Microvascular
The University of Pittsburgh Medical Center (UPMC) has added a robust microvascular experience to the advanced oncologic head and neck surgery fellowship. The fellow is expected to participate in and gain proficiency in microvascular reconstruction for traumatic and oncologic head and neck defects.
At our institution, approximately 200 cases of microvascular head and neck reconstruction are performed on an annual basis by our Head and Neck fellows. The faculty leading microvascular reconstructive surgery include Drs. Spector, Sridharan, Contrera, and Solari who are all jointly appointed in both Otolaryngology and Plastic Surgery departments. By the end of the year, fellows are expected to demonstrate competence and independence with these cases.
In addition to offering a high clinical volume, our program offers a diverse exposure to a variety of free flap donor sites and oncologic defects. Particularly common in our practice include radial forearm, anterolateral thigh, fibula, medial sural, and subscapular system flaps. Given the high volume endoscopic/open skull base program at UPMC, fellows will also have a strong experience with flaps for skull base reconstruction. Fellows will participate in several cases of virtual surgical planning and primary osteointegrated implants for osseous reconstructions in collaboration with the involved faculty.

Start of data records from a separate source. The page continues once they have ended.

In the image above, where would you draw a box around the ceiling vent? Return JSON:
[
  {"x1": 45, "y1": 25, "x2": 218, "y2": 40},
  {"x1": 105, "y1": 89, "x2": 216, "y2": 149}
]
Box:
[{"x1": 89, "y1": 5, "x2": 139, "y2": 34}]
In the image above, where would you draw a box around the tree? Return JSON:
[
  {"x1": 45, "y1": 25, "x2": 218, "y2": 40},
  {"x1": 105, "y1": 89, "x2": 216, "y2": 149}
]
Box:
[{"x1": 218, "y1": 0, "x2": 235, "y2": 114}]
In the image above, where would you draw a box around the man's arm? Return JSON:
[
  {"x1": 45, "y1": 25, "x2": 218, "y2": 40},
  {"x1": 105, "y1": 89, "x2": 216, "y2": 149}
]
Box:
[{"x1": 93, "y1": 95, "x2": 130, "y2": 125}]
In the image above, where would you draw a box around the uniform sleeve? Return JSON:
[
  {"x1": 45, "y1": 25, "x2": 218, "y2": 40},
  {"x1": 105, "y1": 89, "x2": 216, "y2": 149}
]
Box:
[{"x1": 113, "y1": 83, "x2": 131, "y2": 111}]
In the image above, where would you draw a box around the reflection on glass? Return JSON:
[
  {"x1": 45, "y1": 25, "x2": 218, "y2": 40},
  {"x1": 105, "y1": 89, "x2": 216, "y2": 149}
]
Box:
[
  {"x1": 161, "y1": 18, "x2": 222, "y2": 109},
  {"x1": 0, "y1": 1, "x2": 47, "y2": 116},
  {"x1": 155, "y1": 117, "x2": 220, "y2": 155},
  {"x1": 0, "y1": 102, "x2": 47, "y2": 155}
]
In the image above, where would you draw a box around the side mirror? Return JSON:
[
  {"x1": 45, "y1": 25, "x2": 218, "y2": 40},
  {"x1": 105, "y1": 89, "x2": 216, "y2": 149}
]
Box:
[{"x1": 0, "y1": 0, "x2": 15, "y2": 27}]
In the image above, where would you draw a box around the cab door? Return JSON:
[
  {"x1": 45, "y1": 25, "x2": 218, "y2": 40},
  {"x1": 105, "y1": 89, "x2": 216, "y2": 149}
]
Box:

A variety of clinical research opportunities are available in our reconstructive division. With the addition of a REDCap prospective database and a dedicated research coordinator, our research efforts have become more streamlined. This will provide fellows with ample opportunity for clinical investigation depending on their level of interest.
A particular area of reconstructive innovation has been in reconstruction of complex bone defects of the maxillofacial skeleton. Advances in computer assisted design allows the surgeons to essentially create a virtual simulation of the anticipated cancer surgery. This facilitates the generation of computer generated surgical guides, patient specific implants, and models that have been shown to both increase the anatomic accuracy of reconstructions as well as reduced surgical time. Additionally, these planning abilities have made primary dental implant placement during jaw reconstruction feasible for some patients. This shortens the time to oral rehabilitation and improves quality of life. An increasing interest in nerve reconstruction concurrent with these procedures has occurred, which optimizes the functionality and sensate nature of the reconstructed tissue.